The very title of Pagis’ poem, “Written in Pencil in the Sealed Boxcar,” links it to the majestic world of our High Holy Day liturgy. The Hebrew title begins with the word katuv (written) and ends with the word chatum (sealed). A central theme of our High Holy Day worship is that our fate for the coming year is written down tentatively on Rosh Hashanah and permanently sealed on Yom Kippur. As the Unetaneh Tokef prayer reminds us, “On Rosh Hashanah it is written, and on Yom Kippur it is sealed .…Who shall live, and who shall die?”
In a significant sense, Pagis’ poem is most eloquent in the words that are left unspoken, unwritten – the silent words that come after the “Tell him that I.” A silence that fills eternity. How does Eve intend to complete her sentence? What urgent message might she have for her elder son? “I am on my way to Auschwitz ... you need to hide … I am counting on you to survive so that you can preserve my memory, so that you can say Kaddish for me .…”
And Eve’s words unspoken, unwritten, in the sealed boxcar are the merest hint of all the lives cut short by the consuming flame of the Shoah.

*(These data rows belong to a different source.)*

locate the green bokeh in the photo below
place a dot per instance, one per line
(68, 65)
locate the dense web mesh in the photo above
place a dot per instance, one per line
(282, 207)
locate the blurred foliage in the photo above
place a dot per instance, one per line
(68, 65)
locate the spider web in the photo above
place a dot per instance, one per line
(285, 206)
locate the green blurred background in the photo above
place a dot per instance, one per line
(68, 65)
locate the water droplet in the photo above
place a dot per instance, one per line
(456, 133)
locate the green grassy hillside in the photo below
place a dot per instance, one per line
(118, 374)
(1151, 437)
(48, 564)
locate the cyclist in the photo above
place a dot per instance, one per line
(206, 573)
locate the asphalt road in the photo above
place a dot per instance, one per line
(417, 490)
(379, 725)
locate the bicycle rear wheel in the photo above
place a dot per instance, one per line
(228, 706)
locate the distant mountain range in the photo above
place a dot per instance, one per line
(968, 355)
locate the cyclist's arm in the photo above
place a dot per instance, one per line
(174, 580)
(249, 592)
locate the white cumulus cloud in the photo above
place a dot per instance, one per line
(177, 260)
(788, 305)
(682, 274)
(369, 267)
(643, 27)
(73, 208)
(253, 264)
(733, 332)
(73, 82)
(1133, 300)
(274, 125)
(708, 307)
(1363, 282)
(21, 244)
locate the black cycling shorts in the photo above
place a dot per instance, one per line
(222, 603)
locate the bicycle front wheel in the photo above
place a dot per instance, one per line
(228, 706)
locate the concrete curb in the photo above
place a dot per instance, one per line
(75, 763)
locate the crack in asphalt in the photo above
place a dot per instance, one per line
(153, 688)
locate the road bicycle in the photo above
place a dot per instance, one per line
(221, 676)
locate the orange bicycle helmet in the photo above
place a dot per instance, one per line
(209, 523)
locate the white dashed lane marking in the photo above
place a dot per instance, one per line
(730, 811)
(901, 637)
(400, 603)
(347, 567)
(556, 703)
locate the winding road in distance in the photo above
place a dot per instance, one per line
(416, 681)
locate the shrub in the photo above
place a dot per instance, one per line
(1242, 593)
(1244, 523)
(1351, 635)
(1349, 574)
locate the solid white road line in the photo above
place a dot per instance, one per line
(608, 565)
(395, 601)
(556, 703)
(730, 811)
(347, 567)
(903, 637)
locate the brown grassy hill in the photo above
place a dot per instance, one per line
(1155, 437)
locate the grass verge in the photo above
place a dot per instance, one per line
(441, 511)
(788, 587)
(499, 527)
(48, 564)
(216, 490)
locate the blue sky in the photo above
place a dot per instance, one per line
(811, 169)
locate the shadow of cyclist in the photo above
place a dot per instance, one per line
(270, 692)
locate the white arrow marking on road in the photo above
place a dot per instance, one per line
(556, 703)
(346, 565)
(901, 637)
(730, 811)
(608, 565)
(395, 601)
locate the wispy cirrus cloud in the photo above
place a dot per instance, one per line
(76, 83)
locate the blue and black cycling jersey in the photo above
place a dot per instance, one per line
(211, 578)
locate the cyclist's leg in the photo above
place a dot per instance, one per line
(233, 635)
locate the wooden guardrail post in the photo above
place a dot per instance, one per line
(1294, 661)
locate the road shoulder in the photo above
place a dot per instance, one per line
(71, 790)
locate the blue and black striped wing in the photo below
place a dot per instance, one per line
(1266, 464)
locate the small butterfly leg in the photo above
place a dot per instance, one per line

Unlike Eve in the boxcar – and unlike millions of other silenced victims of the Holocaust – we do have the power and the freedom to finish our sentences. Yet all too often our words left unspoken rise up to accuse us of our failure to say what we ought to have said, to say what we had wanted to say … but then it was too late. Nevertheless, there are those times when fortune smiles on us, and we give voice to our deeply held feelings while there is still time.In the early fall of 2001, my father lay dying in a continuing-care facility in Maplewood, New Jersey. Though I had multiple obligations as rabbi of Temple Habonim, in Barrington, I made every effort to visit my father every two weeks during his final months.
On what turned out to be my last visit, as I was saying goodbye, I added, “See you in two weeks,” to which my father responded, in a barely audible mumble, “If I’m still here.”
Briefly stunned, I found myself unable to speak. I replied, “If not, I want you to know that I love you.”